Project 8: Journaling File System (Write-Ahead Log)

In this project you will implement file system recovery based on journaled metadata. We will be using the Unix V6 file system format from 1975 that you learned about in the previous project, but bringing it (at least partially) into the 21st century by journaling all metadata updates to a write-ahead log and tracking free blocks in a bitmap instead of a linked list.

The goal of this project is to teach you about logging, which is an important concept in file systems, databases, and any flash devices that implement wear leveling.

Project overview

We will supply you with an implementation of the V6 file system using FUSE (file system in userspace). FUSE is a kernel feature allowing deveopers to implement file systems in ordinary user processes known as fuse drivers, without modifying the kernel. When applications make file system calls, the kernel passes the system calls through as messages to the user-level fuse driver, which then passes the results back to the kernel. Though this architecture incurs a bit of performance overhead, it is used by production file systems such as NTFS-3G and the exFAT implementation commonly used on linux.

Our fuse driver is called mountv6. After building the project files, if you have a V6 file system image called v6.img, you will be able to run ./mountv6 v6.img ./mnt to make this file system image v6.img available under the local directory ./mnt. (Don’t forget to make create an empty mnt directory first by running mkdir mnt.)

The catch is that the file system we provide you has an inode and block cache, and writes data back to the underlying file system images in an arbitrary order. If the file system crashes, this is likely to result in metadata inconsistencies. For example, blocks still allocated in files might be marked free, posing a danger of cross-allocation, or directory entries might point at unallocated inodes. You can force the program to crash by setting a write count in the CRASH_AT environment variable. For example, running CRASH_AT=1000 ./mountvf v6.img mnt causes mountv6 to crash abruptly at the 1000th block-write operation.

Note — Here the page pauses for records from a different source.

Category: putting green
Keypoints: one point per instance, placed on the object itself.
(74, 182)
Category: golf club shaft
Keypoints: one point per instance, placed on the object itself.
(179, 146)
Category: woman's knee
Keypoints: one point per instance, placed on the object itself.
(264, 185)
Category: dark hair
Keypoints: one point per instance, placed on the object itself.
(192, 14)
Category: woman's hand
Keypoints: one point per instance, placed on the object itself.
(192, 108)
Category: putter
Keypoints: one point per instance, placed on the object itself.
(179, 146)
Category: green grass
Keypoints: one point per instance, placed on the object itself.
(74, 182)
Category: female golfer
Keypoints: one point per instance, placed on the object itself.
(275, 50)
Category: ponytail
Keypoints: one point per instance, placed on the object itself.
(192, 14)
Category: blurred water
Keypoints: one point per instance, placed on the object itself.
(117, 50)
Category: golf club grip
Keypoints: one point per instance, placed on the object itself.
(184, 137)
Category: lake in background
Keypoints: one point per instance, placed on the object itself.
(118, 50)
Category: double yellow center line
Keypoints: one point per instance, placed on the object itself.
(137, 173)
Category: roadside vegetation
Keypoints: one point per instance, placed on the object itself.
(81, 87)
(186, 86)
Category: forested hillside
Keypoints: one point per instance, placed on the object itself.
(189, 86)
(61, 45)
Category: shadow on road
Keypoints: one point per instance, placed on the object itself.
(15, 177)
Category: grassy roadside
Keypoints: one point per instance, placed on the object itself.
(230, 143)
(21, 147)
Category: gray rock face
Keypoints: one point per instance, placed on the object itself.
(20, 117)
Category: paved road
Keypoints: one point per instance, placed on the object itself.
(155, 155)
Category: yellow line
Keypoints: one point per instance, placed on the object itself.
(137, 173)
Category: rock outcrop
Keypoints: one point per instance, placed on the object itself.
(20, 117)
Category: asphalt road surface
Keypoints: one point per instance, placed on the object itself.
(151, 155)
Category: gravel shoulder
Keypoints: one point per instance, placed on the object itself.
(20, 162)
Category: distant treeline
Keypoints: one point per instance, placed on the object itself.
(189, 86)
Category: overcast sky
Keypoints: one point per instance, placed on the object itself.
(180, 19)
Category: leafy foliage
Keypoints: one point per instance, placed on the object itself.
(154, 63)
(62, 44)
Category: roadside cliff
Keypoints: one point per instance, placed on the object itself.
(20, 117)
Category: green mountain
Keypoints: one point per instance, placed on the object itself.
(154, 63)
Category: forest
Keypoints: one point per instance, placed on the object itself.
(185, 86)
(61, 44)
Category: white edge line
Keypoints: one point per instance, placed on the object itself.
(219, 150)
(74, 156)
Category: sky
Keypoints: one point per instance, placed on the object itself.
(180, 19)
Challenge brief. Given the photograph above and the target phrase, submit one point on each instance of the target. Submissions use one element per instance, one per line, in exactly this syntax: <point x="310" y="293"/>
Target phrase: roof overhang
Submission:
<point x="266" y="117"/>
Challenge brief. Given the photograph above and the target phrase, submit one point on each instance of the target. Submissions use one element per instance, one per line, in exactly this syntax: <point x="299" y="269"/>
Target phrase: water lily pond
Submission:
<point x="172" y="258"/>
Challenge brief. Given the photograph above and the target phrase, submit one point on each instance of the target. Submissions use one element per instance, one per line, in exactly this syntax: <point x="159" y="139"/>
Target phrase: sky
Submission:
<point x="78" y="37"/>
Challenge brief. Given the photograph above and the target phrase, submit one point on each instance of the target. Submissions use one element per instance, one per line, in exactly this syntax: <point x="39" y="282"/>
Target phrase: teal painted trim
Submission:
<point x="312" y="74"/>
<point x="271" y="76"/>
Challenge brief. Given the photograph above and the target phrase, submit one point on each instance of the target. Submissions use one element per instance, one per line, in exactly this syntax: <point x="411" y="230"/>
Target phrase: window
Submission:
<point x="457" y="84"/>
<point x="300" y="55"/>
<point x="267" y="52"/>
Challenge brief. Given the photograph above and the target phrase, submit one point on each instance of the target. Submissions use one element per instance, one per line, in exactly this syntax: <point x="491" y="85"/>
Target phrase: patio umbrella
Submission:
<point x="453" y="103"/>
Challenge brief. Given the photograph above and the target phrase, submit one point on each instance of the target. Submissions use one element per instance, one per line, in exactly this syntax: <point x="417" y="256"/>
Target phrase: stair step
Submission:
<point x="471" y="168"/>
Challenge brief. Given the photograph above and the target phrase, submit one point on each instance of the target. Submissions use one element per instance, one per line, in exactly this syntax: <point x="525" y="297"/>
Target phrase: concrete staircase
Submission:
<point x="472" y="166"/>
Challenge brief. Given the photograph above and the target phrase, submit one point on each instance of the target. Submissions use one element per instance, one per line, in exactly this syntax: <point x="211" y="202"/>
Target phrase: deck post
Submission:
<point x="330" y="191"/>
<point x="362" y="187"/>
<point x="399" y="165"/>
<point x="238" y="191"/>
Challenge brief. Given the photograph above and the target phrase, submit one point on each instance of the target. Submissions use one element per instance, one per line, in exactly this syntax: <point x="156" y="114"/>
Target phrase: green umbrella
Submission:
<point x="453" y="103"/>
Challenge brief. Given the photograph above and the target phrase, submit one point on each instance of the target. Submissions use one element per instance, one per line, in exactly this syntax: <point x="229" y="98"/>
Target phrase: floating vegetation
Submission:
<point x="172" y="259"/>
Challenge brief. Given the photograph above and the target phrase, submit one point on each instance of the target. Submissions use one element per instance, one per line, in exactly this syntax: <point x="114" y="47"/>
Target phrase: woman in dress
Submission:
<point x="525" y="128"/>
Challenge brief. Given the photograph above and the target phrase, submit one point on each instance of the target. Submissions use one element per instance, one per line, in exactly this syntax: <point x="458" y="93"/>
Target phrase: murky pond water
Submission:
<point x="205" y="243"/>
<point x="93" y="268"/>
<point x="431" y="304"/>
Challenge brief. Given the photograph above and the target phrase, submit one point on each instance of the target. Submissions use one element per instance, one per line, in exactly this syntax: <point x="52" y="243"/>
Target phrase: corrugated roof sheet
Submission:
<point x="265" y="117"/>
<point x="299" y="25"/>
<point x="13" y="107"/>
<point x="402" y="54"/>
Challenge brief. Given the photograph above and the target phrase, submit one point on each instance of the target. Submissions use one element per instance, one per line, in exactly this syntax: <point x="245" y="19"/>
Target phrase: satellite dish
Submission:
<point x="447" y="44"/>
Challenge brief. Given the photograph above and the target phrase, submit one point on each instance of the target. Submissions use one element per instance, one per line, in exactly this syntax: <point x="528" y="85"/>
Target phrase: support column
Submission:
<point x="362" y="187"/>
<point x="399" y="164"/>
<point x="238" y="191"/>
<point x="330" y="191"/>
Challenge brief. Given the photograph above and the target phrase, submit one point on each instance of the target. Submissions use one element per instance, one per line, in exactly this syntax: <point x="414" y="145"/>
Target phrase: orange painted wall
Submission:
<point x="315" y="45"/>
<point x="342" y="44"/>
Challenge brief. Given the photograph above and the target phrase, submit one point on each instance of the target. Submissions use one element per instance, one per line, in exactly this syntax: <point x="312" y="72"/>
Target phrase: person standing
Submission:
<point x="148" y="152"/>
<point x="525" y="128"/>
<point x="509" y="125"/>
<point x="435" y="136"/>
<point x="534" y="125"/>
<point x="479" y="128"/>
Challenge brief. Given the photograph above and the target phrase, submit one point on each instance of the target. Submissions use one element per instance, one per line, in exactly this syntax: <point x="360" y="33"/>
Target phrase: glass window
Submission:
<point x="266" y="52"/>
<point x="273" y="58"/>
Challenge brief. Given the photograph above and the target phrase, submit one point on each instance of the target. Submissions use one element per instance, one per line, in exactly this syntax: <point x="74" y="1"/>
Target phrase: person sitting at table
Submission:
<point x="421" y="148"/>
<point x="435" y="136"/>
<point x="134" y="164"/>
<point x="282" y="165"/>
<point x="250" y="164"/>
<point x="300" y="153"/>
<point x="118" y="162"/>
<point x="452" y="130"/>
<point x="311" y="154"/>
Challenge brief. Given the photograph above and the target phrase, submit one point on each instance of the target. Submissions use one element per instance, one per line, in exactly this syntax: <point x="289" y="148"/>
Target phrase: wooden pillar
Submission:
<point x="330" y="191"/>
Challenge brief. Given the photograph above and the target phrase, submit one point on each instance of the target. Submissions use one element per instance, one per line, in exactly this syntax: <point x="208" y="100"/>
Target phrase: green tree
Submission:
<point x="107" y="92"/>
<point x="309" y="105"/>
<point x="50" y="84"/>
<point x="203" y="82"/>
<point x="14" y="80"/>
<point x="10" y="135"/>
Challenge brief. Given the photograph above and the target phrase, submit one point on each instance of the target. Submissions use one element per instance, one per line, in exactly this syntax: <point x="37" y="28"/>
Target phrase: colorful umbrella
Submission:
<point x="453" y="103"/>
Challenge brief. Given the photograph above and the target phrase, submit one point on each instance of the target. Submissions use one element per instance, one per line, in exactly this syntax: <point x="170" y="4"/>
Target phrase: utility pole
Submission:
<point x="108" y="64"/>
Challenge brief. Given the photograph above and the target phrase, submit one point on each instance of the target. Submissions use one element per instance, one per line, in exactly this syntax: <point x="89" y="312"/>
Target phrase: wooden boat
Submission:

We supply you with a file system scavenger program fsckv6 that can restore a file system image to a consistent state, but often with heavy data loss. If there have been a lot of metadata changes, you will likely lose files. fsckv6 does not implement a lost+found mechanism but simply throws away unreachable files. In the presence of cross-allocation, it somewhat arbitrarily punches holes in files to fix the cross-allocation (without even checking which file has a later modification time, which might lessen the damage).

The good news is that we’ve augmented the file system to keep a write-ahead log of all metadata changes made. If you run mountv6 with the -j option (e.g., mountv6 -j v6.img mnt), it enables this journaling mode.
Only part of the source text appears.